Idéalement, lorsque cela est possible, faire une pause dans un abri chauffé est idéal. Mais lorsque cela n'est pas possible, une pause même dans le froid permet de reprendre des forces et de retrouver de la concentration.
En haute montagne, l'hiver en extérieur, seules les interventions de secours ou de sécurité sont maintenues. "Notre saison normalement en haute montagne s'arrête fin novembre et recommence en mars. Mais cet hiver, sur le mois de décembre il y a eu beaucoup de glissements de terrain liés à des variations de températures importantes, donc on intervient pour sécuriser des routes, pour réouvrir des accès..."
Autre point de vigilance : le gel, entraînant des risques de chute. "Notre métier, c'est de travailler en hauteur en suspension, sur des toits, des terrasses... alors dans ces cas-là, lorsqu'il est possible de décaler un petit peu les interventions pour que le gel ait fondu, c'est mieux," précise encore Xavier Rodriguez.
Enfin, à la fois pour des raisons de sécurité physique mais aussi pour le moral, il est important de travailler à plusieurs. "On ne dit jamais qu'on est 'un cordiste' mais 'des cordistes' parce qu'on travaille toujours minimum par équipe de deux. On a cette logique de solidarité."
"Notre métier est hors norme : on intervient juste après l'incendie de Notre-Dame-de-Paris, celui de l'hôtel de Seignelay, après l'explosion de la rue Saint-Jacques, au-dessus de fours industriels par des chaleurs extrêmes.... On est habitué à des situations psychologiquement difficiles. Il est donc important de rester à l'écoute. Quand on travaille de nuit, ou l'hiver, on sait à quel point c'est difficile. Il faut pouvoir en parler."
Notre-Dame-de-Paris : un chantier d'ampleur en cours pour Jarnias © P.Tournaire
Jarnias regroupe 350 salariés cordistes, situés un peu partout sur le territoire français (Île-de-France, Rhône-Alpes, Marseille, Bretagne.... mais également en Suisse). Ces professionnels sont également spécialisés dans 80 métiers. "On a des maçons, des soudeurs, des peintres, des conducteurs de travaux, des assistants... Intervenir sur des cordes est une spécialité supplémentaire qui s'ajoute à leur premier métier."
Jarnias intervient sur de nombreux monuments historiques, dans le nucléaire, dans des travaux liés à la réduction du bruit...

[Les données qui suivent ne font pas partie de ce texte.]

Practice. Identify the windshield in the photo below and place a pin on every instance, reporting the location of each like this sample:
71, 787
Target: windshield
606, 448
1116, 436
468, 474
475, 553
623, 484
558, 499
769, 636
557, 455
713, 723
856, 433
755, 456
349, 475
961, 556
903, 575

A l'heure actuelle, Jarnias est présent sur de nombreux chantiers des JO 2024 (stades, arénas...), sur la tour Eiffel pour la 20eme campagne de peinture du monument, à Notre-Dame-de-Paris... mais aussi, hors Île-de-France, dans l'industrie et le nucléaire. "2024 est une année très chargée et qui s'annonce prometteuse pour Jarnias", s'enthousiasme Xavier Rodriguez.